Somaya Sadaf, originally a resident of Muzaffarabad in Pakistan occupied Kashmir (PoK) came to Kashmir in 2010 after marrying a local militant from village Batargam in North Kashmir district of Kupwara who had crossed the Line of Control (LoC) for arms training in the nineties. A successful entrepreneur now she was an independent candidate in the just concluded District Development Council polls. Her symbol was laptop.

Similarly Shazia Aslam, who also hails from Muzaffarabad in PoK and is married to an ex-militant was contesting from Banyari in Hajin.

But the authorities stopped counting of votes in two seats as the two women are not considered as legal residents of J&K despite the fact that the union government treats PoK as a part of India. In 1994 the parliament passed a resolution to this effect.

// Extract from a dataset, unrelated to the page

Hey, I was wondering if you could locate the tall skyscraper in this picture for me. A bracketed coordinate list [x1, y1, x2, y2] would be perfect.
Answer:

The decision to halt the outcome of the two constituencies has once again cast the spotlight on the plight of these PoK women and their future. They are neither considered as the residents of J&K nor are they allowed travel documents to visit their families in PoK. On January 4, a group of these women held a press conference in Srinagar to press their demand for deportation to PoK if the government was not ready to consider them the citizens of J&K.

“We want the government to let us return to our homes. We have knocked on all doors but to no avail”, the group of women told reporters. “If we are not citizens of J&K it makes no sense to let us stay here”.

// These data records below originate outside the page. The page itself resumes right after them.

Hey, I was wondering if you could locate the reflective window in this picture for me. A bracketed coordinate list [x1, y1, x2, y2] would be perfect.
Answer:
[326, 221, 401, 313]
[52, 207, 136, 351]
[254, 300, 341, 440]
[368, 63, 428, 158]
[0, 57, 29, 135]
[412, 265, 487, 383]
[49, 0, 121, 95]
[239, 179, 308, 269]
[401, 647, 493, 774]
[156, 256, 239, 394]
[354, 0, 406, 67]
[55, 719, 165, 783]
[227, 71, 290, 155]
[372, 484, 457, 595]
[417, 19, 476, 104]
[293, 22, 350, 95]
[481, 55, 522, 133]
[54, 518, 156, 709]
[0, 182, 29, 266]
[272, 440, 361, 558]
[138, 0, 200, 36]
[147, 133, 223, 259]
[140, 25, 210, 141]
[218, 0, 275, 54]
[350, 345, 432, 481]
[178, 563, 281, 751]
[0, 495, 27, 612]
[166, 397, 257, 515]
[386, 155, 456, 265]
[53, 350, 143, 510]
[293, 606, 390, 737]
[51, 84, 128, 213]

Among them was Tayyaba Ijaz who is working at a private school in Baramula. “It is time government provides us travel documents,” she said.

The women came to Kashmir in the years after 2010 as part of the rehabilitation policy announced by the then state government for the Kashmiri youth who had crossed over to Pakistan or PoK for arms training and wanted to return to a normal life in the state. These women are the wives of these former militants.

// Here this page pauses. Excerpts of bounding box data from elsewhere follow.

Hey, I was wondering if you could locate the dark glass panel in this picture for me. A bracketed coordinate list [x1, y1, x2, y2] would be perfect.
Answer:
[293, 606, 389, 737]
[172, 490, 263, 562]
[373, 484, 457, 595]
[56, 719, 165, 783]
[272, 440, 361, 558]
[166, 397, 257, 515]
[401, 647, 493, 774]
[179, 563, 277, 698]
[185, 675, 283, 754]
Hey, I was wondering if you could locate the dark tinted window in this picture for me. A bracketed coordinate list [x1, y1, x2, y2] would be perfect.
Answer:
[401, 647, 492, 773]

Around 450 youth had returned, many of them with their wives, under the rehabilitation policy. The state government had opened “channels” for them to return without arms and resume normal life. Government had selected four entry points – Poonch-Rawalakote (Poonch), Uri-Muzaffarabad (Uri), Wagah (Punjab) and Indira Gandhi International Airport, New Delhi from where the youth could enter J&K following necessary clearance. But after the 2014 takeover of the BJP government at the centre, the plan was all but shelved. This, despite the fact, that the then Chief Minister Mehbooba Mufti who headed a coalition government with the BJP had suggested “legalising Nepal route” for those Kashmiri youths who had now shunned the path of violence and wished to return to their homes.

The women complain they are being treated like criminals in Kashmir even though they are not infiltrators or intruders. They complain of having no travel documents and also that their children are not being admitted in local school as they hail from the other part of Kashmir.

Also, many of these women live in miserable conditions after being divorced by their husbands. This has left them without any property and documents. According to an estimate, around fifty of these women have been divorced by their husbands. Last year, these women had approached Kashmir’s grand mufti Nasir-ul-Islam to seek his intervention on their behalf. So far, seven divorced women have approached Mufti Nasir. He had urged the then state government to consider the cases of these women on compassionate grounds.

But the government has so far been blind to the plight of these women, neither sending them back to Pakistan nor rehabilitating them properly “as envisaged originally under the rehabilitation policy”.

This has also left political leaders baffled, even someone like Usmaan Majid, a leader of Apni Party which is seen close to New Delhi’s point of view on Kashmir. 

“Government of India’s assertions that PoK is an integral part of India has proven hollow after it stopped vote counting of the constituencies from where PoK’s female candidates were contesting,” Majid said. “By doing this Government of India has made it clear that the claim to bring back PoK into India is just rhetoric”.